I knew eventually we'd get a rally with legs. The recent long-term positive divergences across our major indices suggested a 50 day SMA test was on the horizon and that's exactly what we saw this past week. Key indices hit resistance and, not surprisingly, backed away on the first attempt. The bears have been in the drivers seat for the last few months. They were not going to be taken down without a fight. The battle was waged and the bears were victorious - for now.

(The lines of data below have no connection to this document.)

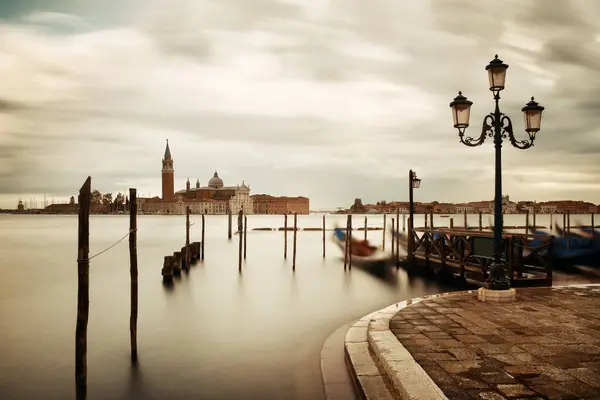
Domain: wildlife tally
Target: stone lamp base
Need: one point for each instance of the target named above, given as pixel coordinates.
(496, 296)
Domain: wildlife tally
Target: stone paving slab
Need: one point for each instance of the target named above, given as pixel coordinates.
(545, 345)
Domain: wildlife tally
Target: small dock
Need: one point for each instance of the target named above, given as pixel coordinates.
(467, 255)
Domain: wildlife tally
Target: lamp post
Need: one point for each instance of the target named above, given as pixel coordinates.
(498, 126)
(413, 183)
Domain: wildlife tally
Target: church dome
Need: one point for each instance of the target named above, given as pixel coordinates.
(215, 182)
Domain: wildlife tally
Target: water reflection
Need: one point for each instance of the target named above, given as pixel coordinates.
(168, 286)
(136, 381)
(261, 327)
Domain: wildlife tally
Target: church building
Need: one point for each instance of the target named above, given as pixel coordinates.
(214, 198)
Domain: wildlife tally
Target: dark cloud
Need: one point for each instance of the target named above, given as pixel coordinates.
(257, 88)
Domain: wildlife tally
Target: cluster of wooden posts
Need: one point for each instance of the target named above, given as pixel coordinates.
(83, 284)
(189, 254)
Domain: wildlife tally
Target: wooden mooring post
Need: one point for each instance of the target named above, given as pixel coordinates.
(83, 289)
(240, 234)
(350, 242)
(202, 237)
(323, 235)
(294, 243)
(229, 223)
(347, 250)
(568, 229)
(384, 229)
(133, 272)
(285, 236)
(398, 240)
(245, 234)
(410, 242)
(188, 258)
(393, 241)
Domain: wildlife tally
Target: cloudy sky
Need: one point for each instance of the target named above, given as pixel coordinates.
(331, 99)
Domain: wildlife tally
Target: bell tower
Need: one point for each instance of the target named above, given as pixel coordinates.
(168, 176)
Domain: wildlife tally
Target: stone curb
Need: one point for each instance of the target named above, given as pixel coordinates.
(370, 381)
(389, 361)
(408, 378)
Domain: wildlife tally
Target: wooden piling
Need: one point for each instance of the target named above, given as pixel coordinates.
(167, 270)
(347, 242)
(245, 234)
(285, 236)
(188, 258)
(241, 239)
(175, 266)
(393, 241)
(323, 235)
(178, 257)
(384, 231)
(133, 272)
(410, 242)
(83, 289)
(294, 243)
(229, 222)
(350, 243)
(568, 230)
(397, 239)
(202, 237)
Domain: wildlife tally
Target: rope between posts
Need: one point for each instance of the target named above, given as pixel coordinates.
(531, 247)
(111, 246)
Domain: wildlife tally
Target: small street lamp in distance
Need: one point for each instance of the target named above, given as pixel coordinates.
(498, 126)
(413, 183)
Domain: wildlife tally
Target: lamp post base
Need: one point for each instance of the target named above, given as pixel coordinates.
(496, 296)
(498, 279)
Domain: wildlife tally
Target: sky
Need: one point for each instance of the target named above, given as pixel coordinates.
(329, 99)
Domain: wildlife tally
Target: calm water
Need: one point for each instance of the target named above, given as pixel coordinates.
(217, 334)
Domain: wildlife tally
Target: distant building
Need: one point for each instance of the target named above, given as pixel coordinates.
(214, 198)
(62, 208)
(267, 204)
(571, 206)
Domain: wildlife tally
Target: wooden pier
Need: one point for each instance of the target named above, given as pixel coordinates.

The market has stabilized somewhat and that's a positive. I wouldn't go so far as to say it's stable, just that it's in the process of stabilizing. Thursday afternoon's selloff occurred with the VIX barely budging higher. That's a critical sign that the fear and panic that ruled the market and ruined portfolios is not a major factor currently. Resiliency is a word often associated with the market now. Horrible news is being routinely ignored. The Employment report last Friday was worse than anyone could have predicted. Yet after a quick morning selloff, the major indices rallied. On Thursday evening, the Senate rejected the House's proposal on a $14 billion bailout package and futures were bleak. Asian markets tumbled overnight and given the late day selloff on Thursday, US investors were worried that another steep drop was upon us. But futures improved into the open and the major indices mostly rallied throughout the day, finishing in positive territory and near the highs of the day. It's that old adage, "sell on rumor, buy on news".
I am beginning to rely less on sentiment indicators as the market appears to be moving away from the emotional level of trading that we saw for many weeks. I expect to see more back and forth action once a range is established. That should set up for very profitable trades using momentum oscillators like stochastics and RSI. During the recent downtrend, the daily RSI has remained primarily below 50. If conditions are truly changing, we should see that oscillator begin to move back and forth between the key levels at 30 and 70. In sideways, consolidating markets, the stochastics and RSI oscillators can prove to be the most useful indicators for entry and exit points.
Technicals precede fundamentals. They always have and they always will. If you can follow the price action, you can trade the market. Will the recent bullishness last? Yes, it's quite possible. In fact, I'm watching for the highs on this current leg up to define our trading range over the next several months. While January 2008 was horrific for equities, the December-January timeframe is historically quite bullish. Financials are trying to repair themselves technically, but hurdles remain. As you can see from the chart of the XLF below, it's attempting to ascend past key short-term price and moving average resistance as reflected below:
A move past key resistance will open the door to higher equity prices overall. Similarly, the SOX is also knocking at resistance's door as shown below in Chart 2:
These are two influential groups that will most likely need to participate in further strength in equities. Without them, this attempt could be futile.
I want to wish everyone a relaxing holiday season and a happy new year!